Какие отношения были с однополчанами?
— Мы дружили. Один Давид был с Батуми – грузин, Иван Перковский – из Алма-Аты и Иван Каргатский. Все они были старшими лейтенантами, а я младшим. Но моя зарплата была больше чем у них, потому что я командовал санвзводом, а они фельдшерами были. Ивана Каргатского потом убило. Они пошли за часами к мёртвым немцам, ничего нам не сказав. Потом смотрю – несут труп. “Что случилось?”, — спрашиваю я. Сказали, что просто пошли посмотреть. Ну, человек погиб.
Как действовало ваше подразделение на фронте?
— Когда Нарву форсировали, там бои местного значения шли. Мы часто заходили на передний край, туда, где идёт бой, чтобы тяжелораненые не остались. Начальник медсанбата майор, часто говорил: «Не ходи туда, куда тебе не надо! Молодой, ты не знаешь, что случиться может.». Когда начинались контрнаступления немцев, наши отступали немного – редко, но случалось. А потом вышел приказ: «Все – живые, раненые – не более двух часов на переднем крае должны быть». Если санитары, санинструкторы не успевают, приходит комбат и даёт солдат, они приносят раненых ко мне, а потом, постепенно, распределяем одних в санчасть, других – туда. Близко стояли, где-то километр до санчасти. Иногда происходило так, что стояли 3-4 километра от фронта. Если удобно выставить, то ближе.
Внезапные проверки случались?
— Они часто с проверками приходили. Как-то раз Иван пришёл ко мне и говорит: «Главврач фронта, генерал Бугевич сейчас придёт к тебе». Ну, до этого был главврач армии Потапов. «Пусть приходит», — говорю я. «Ну, ты там себе порядок наведи». «Что есть, то и есть. Что выдумывать?».
Не прошло и полчаса, смотрю, идёт две ЛК машины. Через полчаса сигналы дают, я вышел, руку подал. По закону я не имею права руку подавать. Он если подаст – это другое дело, а я не имею права. Сделал это автоматически, главврач всегда здоровается. Он мне: «Что ты, не знаешь закон?» Я говорю: «Знаю». «А зачем тогда подаёшь, может, я не хочу с тобой за руку здороваться?» Я говорю: «Извините. Привык, главврач всегда здоровается». Он строго так посмотрел. Я вытянулся. «Ты мне в первую очередь покажи, где принимаешь». Спрашивает: «Ты что? Спортсмен?» «Так точно, товарищ генерал, я гимнаст». Ну, он посмотрел туда, сюда. А мы марганцовку дали прям, что обжигала. Он: «Это что такое? Марганцовку дали пить?» «Так точно, товарищ генерал, как дезинфекционный препарат. Слабый раствор приготавливаем и даём. Иногда, если поносы бывают. Если там дизентерия, то уже госпитализировать надо». Брюшной тиф, карантин был. Ну, потом других солдат смотреть пошёл. Рядом главврач армии.

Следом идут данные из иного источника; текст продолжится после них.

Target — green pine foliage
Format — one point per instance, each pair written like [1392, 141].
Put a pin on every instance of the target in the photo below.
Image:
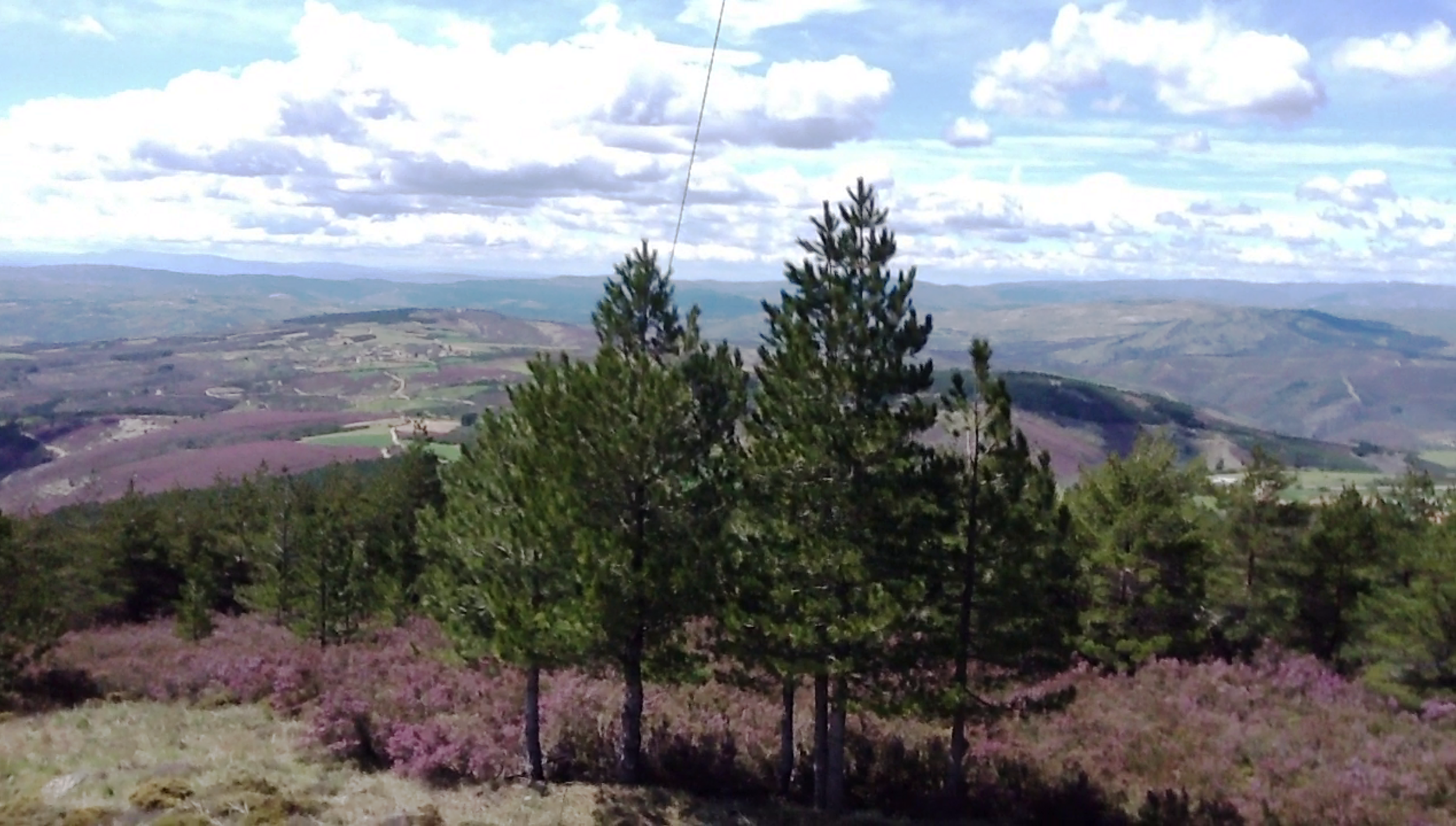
[1149, 556]
[1260, 532]
[836, 458]
[1333, 571]
[1006, 588]
[506, 580]
[653, 429]
[31, 617]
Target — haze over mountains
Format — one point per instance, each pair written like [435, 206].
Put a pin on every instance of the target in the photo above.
[1344, 363]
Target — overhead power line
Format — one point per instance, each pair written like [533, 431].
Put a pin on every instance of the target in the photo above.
[698, 132]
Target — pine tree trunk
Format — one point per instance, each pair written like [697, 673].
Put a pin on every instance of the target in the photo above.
[533, 723]
[632, 662]
[632, 714]
[787, 737]
[836, 748]
[962, 685]
[956, 780]
[820, 740]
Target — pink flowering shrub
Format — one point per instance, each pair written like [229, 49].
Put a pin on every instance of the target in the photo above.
[1277, 740]
[1282, 736]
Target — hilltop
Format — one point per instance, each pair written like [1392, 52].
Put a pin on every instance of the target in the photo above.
[165, 411]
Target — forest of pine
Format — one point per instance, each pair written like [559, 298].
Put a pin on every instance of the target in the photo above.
[822, 525]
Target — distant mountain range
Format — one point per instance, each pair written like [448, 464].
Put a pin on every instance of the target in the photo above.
[1367, 362]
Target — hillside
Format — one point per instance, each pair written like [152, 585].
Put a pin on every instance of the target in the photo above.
[1333, 362]
[184, 410]
[1081, 423]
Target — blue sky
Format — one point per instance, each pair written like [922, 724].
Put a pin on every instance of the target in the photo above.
[1012, 139]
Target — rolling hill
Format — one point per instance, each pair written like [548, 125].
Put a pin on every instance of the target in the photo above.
[161, 411]
[1333, 362]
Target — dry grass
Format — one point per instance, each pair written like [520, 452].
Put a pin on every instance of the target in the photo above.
[168, 764]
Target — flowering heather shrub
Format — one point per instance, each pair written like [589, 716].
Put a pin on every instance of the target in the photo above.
[1174, 743]
[1282, 735]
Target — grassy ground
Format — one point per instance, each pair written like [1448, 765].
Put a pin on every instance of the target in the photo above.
[1443, 458]
[363, 437]
[1320, 484]
[146, 763]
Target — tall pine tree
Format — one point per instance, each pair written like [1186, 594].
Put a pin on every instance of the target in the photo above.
[653, 464]
[835, 440]
[506, 580]
[1011, 582]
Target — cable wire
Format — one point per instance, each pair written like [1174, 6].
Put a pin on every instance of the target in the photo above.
[698, 132]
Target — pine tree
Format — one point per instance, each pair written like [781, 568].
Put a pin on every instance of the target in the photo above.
[1012, 583]
[31, 612]
[507, 580]
[1334, 569]
[1149, 551]
[143, 545]
[833, 440]
[653, 464]
[1260, 531]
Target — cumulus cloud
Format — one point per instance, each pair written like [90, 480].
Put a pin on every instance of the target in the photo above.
[1197, 68]
[1430, 53]
[1347, 220]
[743, 18]
[966, 133]
[366, 137]
[86, 25]
[1196, 140]
[1222, 210]
[1359, 191]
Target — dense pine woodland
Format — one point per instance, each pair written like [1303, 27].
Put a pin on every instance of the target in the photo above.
[823, 522]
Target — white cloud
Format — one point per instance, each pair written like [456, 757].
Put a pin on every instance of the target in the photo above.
[1427, 54]
[1196, 140]
[966, 133]
[1267, 254]
[370, 140]
[1203, 66]
[743, 18]
[86, 25]
[1359, 191]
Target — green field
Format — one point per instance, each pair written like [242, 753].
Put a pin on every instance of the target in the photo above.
[365, 437]
[1443, 458]
[1318, 484]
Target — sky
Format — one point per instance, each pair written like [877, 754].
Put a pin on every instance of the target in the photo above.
[1270, 140]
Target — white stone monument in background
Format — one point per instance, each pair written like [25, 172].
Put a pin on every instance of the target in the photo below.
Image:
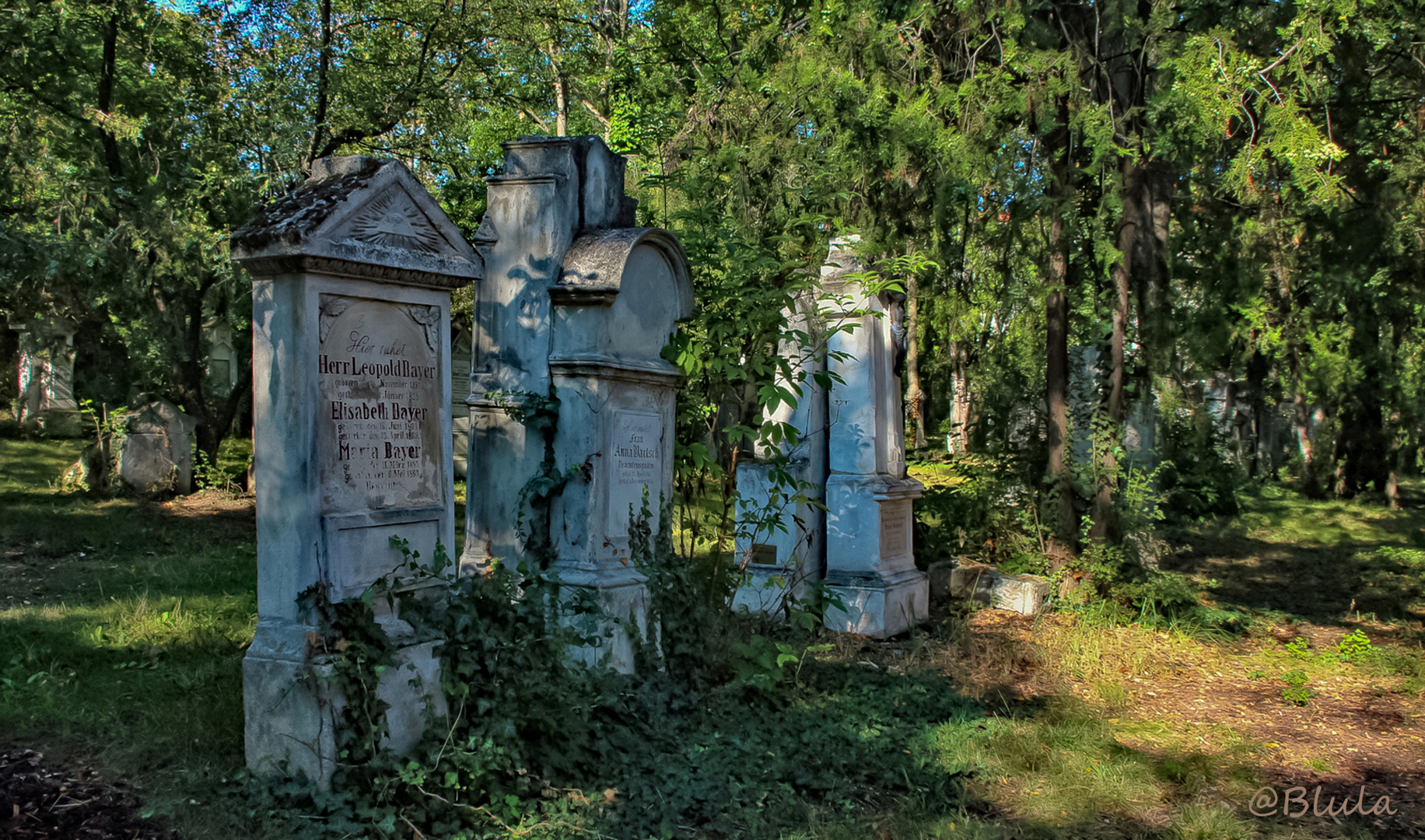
[156, 454]
[351, 320]
[576, 306]
[867, 524]
[46, 376]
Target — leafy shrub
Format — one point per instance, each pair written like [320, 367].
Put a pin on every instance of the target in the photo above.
[1297, 694]
[731, 728]
[972, 504]
[1199, 478]
[1354, 646]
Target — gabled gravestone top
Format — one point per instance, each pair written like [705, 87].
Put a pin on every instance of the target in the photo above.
[351, 358]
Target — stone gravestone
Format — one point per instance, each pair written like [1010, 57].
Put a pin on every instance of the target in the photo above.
[870, 497]
[779, 562]
[576, 306]
[870, 562]
[351, 317]
[46, 375]
[157, 450]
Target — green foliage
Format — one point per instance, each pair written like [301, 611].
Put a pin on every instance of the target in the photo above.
[972, 504]
[1197, 476]
[1354, 646]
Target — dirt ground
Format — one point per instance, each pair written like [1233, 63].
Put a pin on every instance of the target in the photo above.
[43, 802]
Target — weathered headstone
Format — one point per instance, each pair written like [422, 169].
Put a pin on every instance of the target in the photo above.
[157, 449]
[351, 313]
[222, 356]
[576, 306]
[870, 497]
[853, 445]
[1024, 594]
[779, 562]
[46, 375]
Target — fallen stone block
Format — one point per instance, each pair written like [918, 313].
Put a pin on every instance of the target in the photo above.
[1024, 594]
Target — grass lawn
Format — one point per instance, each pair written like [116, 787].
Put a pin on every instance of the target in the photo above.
[123, 627]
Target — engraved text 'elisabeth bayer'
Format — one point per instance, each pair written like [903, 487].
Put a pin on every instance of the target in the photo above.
[380, 413]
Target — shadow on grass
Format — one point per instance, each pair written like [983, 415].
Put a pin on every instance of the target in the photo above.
[1320, 584]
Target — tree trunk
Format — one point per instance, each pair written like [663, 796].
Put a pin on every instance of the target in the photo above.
[1129, 233]
[1056, 342]
[959, 399]
[916, 394]
[324, 65]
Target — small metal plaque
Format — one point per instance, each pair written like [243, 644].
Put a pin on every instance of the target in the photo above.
[763, 554]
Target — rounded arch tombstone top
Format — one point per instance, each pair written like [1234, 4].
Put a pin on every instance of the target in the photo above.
[635, 284]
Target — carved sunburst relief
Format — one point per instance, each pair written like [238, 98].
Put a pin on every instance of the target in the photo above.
[392, 221]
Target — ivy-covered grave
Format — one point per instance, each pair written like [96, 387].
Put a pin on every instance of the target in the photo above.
[351, 310]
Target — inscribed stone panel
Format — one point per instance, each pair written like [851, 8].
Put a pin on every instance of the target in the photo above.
[380, 440]
[635, 447]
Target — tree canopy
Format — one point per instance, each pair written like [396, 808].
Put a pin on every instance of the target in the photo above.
[1193, 188]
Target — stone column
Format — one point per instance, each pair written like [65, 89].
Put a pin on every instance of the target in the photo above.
[46, 376]
[576, 308]
[351, 355]
[780, 558]
[870, 558]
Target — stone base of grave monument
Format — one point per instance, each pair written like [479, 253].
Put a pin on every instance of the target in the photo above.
[870, 558]
[621, 620]
[294, 708]
[779, 562]
[1024, 594]
[878, 605]
[58, 423]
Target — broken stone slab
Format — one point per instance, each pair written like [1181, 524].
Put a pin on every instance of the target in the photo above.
[1024, 594]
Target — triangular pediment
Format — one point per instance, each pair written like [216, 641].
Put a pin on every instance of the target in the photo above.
[394, 219]
[364, 218]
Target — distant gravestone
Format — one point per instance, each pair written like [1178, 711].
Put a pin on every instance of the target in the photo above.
[46, 375]
[351, 313]
[577, 305]
[157, 450]
[856, 529]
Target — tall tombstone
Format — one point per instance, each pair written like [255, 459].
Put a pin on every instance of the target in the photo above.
[351, 356]
[870, 497]
[46, 376]
[779, 560]
[576, 306]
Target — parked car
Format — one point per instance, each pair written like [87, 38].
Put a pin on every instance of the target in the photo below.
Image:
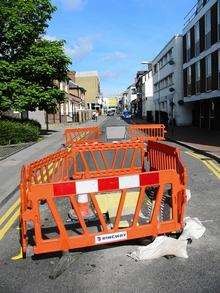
[126, 114]
[111, 113]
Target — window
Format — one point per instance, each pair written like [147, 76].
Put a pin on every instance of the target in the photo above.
[189, 80]
[188, 46]
[218, 12]
[208, 22]
[219, 69]
[197, 39]
[208, 70]
[197, 71]
[208, 66]
[197, 77]
[208, 29]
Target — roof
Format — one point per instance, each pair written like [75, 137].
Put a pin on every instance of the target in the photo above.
[73, 85]
[87, 73]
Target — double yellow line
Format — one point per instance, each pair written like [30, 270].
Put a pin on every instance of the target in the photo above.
[10, 216]
[207, 162]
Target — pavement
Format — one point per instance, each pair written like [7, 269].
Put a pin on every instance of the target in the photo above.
[108, 269]
[11, 166]
[203, 141]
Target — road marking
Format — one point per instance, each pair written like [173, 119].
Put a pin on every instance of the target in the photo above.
[208, 162]
[8, 225]
[9, 211]
[18, 256]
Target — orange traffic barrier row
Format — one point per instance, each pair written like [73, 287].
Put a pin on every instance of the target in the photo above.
[147, 132]
[99, 193]
[143, 132]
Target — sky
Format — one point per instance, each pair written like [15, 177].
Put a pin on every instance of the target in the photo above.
[113, 37]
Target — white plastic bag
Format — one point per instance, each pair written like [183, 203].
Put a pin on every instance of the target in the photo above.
[188, 194]
[193, 229]
[161, 246]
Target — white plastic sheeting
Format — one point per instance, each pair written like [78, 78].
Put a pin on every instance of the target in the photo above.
[193, 229]
[161, 246]
[164, 245]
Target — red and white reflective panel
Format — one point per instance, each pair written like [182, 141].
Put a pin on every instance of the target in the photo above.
[105, 184]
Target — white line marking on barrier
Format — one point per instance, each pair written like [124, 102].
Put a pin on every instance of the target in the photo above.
[129, 181]
[83, 198]
[106, 238]
[86, 186]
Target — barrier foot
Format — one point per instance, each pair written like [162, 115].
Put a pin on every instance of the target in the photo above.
[63, 264]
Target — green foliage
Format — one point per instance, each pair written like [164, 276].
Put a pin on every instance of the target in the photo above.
[13, 132]
[26, 121]
[21, 23]
[29, 65]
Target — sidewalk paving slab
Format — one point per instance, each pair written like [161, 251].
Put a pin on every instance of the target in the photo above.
[203, 141]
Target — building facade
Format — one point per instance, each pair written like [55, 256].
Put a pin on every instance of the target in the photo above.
[201, 64]
[74, 109]
[91, 83]
[168, 85]
[147, 96]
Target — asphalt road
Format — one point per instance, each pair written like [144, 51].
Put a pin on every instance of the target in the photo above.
[110, 270]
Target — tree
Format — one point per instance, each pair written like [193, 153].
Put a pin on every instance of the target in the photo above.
[29, 64]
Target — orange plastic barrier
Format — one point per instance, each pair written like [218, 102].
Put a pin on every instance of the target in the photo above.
[147, 132]
[122, 205]
[75, 135]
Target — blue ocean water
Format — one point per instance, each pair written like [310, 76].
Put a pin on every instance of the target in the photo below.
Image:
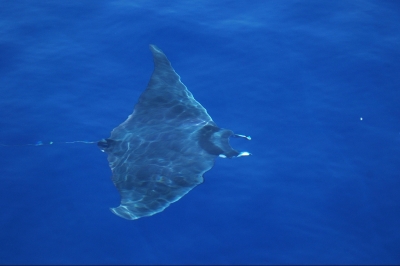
[315, 83]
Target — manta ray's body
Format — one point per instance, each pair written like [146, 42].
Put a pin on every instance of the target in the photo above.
[165, 146]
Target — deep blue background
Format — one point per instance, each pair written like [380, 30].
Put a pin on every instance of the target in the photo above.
[322, 185]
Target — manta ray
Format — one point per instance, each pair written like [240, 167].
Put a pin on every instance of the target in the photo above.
[165, 146]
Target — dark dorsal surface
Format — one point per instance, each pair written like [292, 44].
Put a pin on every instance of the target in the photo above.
[164, 147]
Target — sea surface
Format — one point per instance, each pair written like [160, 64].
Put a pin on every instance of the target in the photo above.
[316, 84]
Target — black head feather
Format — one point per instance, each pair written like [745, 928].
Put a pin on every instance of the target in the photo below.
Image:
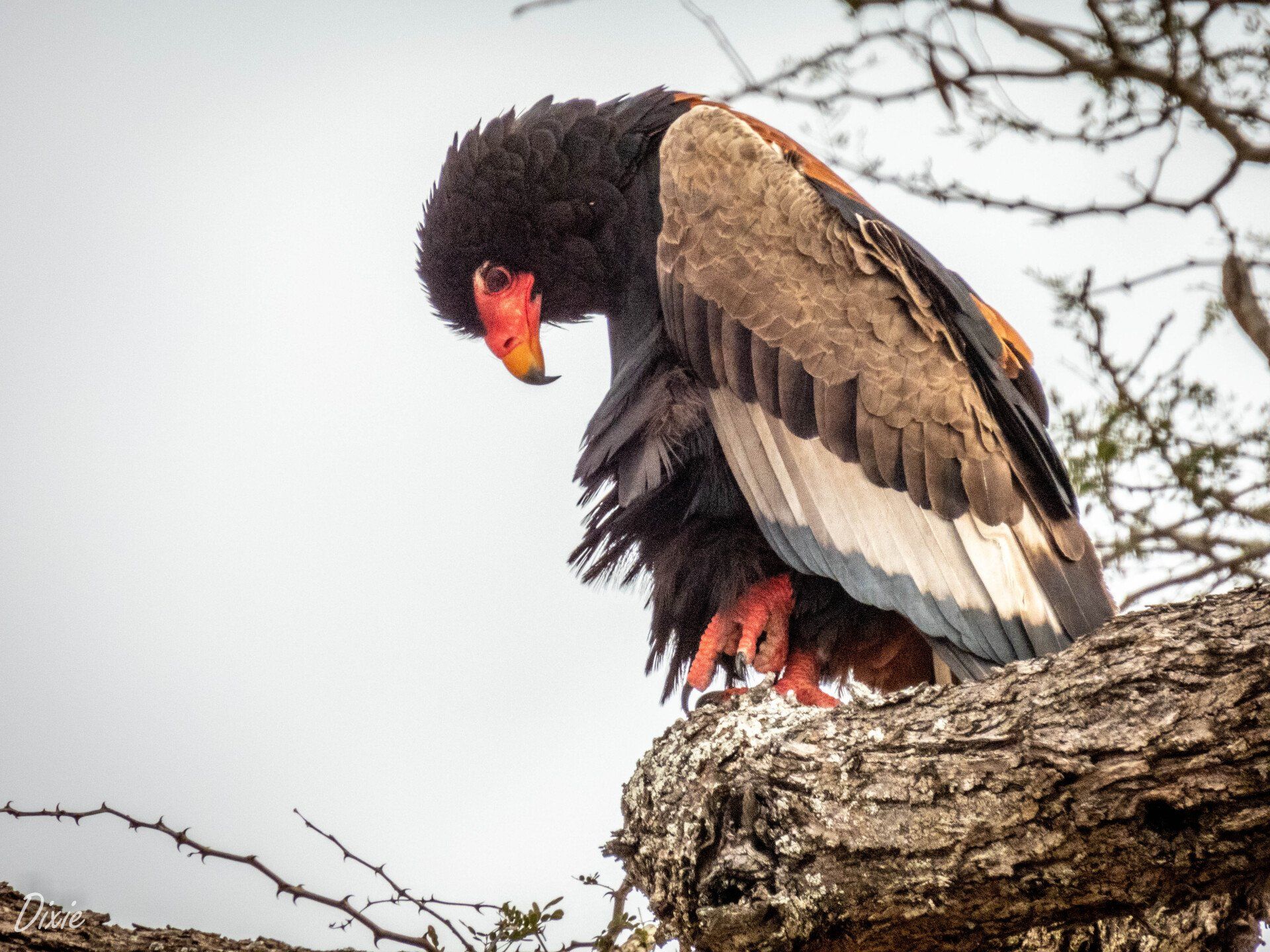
[539, 192]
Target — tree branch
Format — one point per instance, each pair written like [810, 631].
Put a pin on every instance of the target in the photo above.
[1129, 774]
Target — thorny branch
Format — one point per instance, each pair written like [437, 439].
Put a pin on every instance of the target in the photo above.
[512, 931]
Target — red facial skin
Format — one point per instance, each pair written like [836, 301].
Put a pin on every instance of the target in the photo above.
[511, 317]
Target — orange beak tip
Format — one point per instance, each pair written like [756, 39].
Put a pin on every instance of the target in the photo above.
[525, 362]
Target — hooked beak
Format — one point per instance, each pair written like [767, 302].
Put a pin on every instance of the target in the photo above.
[511, 320]
[525, 361]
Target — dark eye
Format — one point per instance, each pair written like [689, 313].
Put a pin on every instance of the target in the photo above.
[495, 278]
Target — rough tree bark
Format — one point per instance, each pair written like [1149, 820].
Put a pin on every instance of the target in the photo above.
[1115, 796]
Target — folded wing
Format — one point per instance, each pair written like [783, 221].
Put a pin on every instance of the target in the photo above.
[863, 399]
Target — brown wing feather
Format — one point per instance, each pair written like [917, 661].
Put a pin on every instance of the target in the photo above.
[843, 346]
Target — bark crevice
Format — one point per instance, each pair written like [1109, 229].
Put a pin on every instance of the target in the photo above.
[1115, 793]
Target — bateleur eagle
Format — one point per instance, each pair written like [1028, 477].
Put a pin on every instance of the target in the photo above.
[824, 450]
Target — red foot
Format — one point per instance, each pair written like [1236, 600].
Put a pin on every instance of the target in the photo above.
[802, 678]
[765, 607]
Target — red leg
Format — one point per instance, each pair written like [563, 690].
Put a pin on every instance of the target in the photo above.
[765, 607]
[803, 680]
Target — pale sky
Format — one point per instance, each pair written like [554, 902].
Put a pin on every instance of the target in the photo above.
[271, 536]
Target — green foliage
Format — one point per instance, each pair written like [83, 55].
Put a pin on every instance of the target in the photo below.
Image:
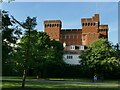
[99, 58]
[44, 53]
[10, 34]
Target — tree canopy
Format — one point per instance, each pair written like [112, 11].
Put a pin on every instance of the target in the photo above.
[99, 58]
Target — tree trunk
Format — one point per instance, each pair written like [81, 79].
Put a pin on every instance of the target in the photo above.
[24, 77]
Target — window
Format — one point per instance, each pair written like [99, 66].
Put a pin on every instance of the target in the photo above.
[69, 36]
[73, 35]
[81, 47]
[83, 37]
[82, 24]
[69, 57]
[91, 24]
[65, 36]
[77, 36]
[72, 47]
[88, 24]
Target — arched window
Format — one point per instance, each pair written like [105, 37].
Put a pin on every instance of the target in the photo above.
[88, 24]
[50, 25]
[82, 24]
[91, 24]
[45, 25]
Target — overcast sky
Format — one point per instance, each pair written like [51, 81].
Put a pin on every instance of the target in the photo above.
[70, 13]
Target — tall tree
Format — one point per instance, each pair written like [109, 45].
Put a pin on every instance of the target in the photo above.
[29, 25]
[10, 35]
[99, 58]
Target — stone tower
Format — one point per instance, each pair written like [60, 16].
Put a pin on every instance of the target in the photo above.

Я говорю: «Невозможно туда пройти» Он: «Как?» «Немцы, как заметят генерала, они сразу попытаются запугать». «Ты боишься пойти туда?» – так он мне сказал. Я говорю: «Нет, я уже два раза ходил туда сегодня. Если надо, в третий раз пойду, и в четвёртый раз тоже пойду».
У нас паспорт был, в котором написано – что дезинфицировать, объем и сколько раз в день. Если с одеждой что-нибудь случилось, её меняют. Армейскую баню врач контролировал: душ работает пять минут, солдат заходит, душ принимает, выходит, нижнее белье одевает. Оно меняется, а верхнее – после жара.
Генерал пошёл, всё посмотрел и захотел сменить одежду. «Товарищ генерал, что вы меня заставляете? Я за вас отвечать буду», — говорю я. Как можно генеральскую одежду менять? Хотел было сказать: «если хотите, дам одежду рядового». Позже решил, что не буду его раздражать. Он проверил санитарку, она хорошо ответила, чисто. И вот уже он подал мне руку.
На следующий день я один раз сходил на передний край, а потом возвращаюсь и вижу, сидит наш главврач, а рядом подполковник Стипченко – заместитель командира полка по политической части. Он сидит с Галицким. Подхожу, и они оба встают. Подают первыми руки. Подполковник Стипченко говорит: «Сурен, вчера у тебя был главврач фронта». Думаю, что, наверно, сейчас я получу.
Вдруг подполковник улыбается: «он сказал: передайте младшему лейтенанту Степаняну от меня благодарность. Я сколько фронтов проверял, сколько санитарных взводов проверил, он занял первое место. Благодарность объявите ему».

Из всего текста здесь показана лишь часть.